Tuesday, June 24, 2014

Outputs vs outcomes

Daniel Drezner is right to point out that polling on the public's approval of President Obama's foreign policy is now the new Obamacare. In other words, people like the individual policies but don't give the President credit for them. Drezner's way of explaining this is to differentiate between outputs (which the public approves) and outcomes (which they don't).
So what’s going on? It’s not rocket science, it’s the difference between policy outputs and policy outcomes. A policy output is, say, the decision to send military advisers into Iraq, or the decision to rule out the use of combat troops there. A policy outcome is what actually happens on the ground — in the case of Iraq, a worsening sectarian war. The thing about American foreign policy is that even the best foreign policy outputs do not necessarily translate into the best outcome, because the United States, for all its superpower-yness, is not actually an omnipotent deity.
Of course that explanation doesn't address the very comparison Drezner is making to Obamacare because the outcomes are even better than expected. So perhaps we need a better way of understanding this dilemma.

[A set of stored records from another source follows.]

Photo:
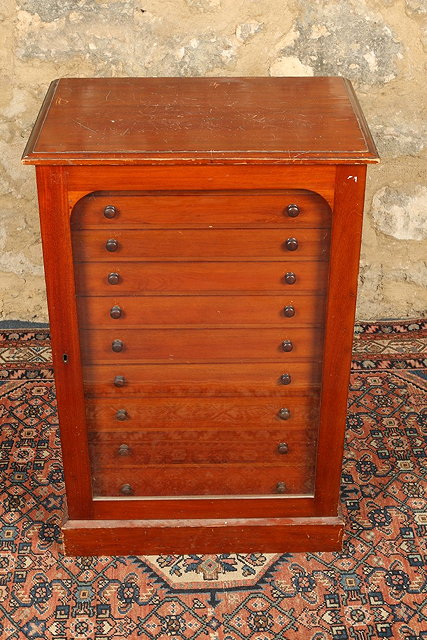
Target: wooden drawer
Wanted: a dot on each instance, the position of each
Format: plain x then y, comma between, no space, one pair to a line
219,479
199,277
200,244
136,311
236,208
208,380
127,413
198,446
200,345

I'd suggest that the reasons are more complex than we usually like to entertain. Its instructive to note polling that suggests approval of the Affordable Care Act is much higher than Obamacare. That indicates an ignorance on the part of the public that is fed by misinformation and distortion.

But I'd like to point out that - due to the media's fixation on hysteria that feeds link bait - the American public is regularly fed information on crises. For example, we heard a lot about the failure of healthcare.gov but not so much about the success of the exchanges once those technical problems were fixed.

Similarly with foreign policy, the media dutifully reported all the twists and turns about the civil war in Syria a few months ago and was quick to dismiss President Obama's intentions and actions. It all came across as a big failure in foreign policy. And then yesterday international weapons inspectors announced that Syria has handed over the last of its declared chemical weapons stockpile for removal and destruction. Does anyone think that the public noticed this as a big success for President Obama's stated goal?

So in the end, we are fed a regular diet of hysteria. But very rarely does the media actually report on outcomes. By the time they come around our attention span has waned and no one cares anymore. If you're looking to explain the inconsistencies in public opinion, I'd suggest that as a more comprehensive explanation than the one offered up by Drezner.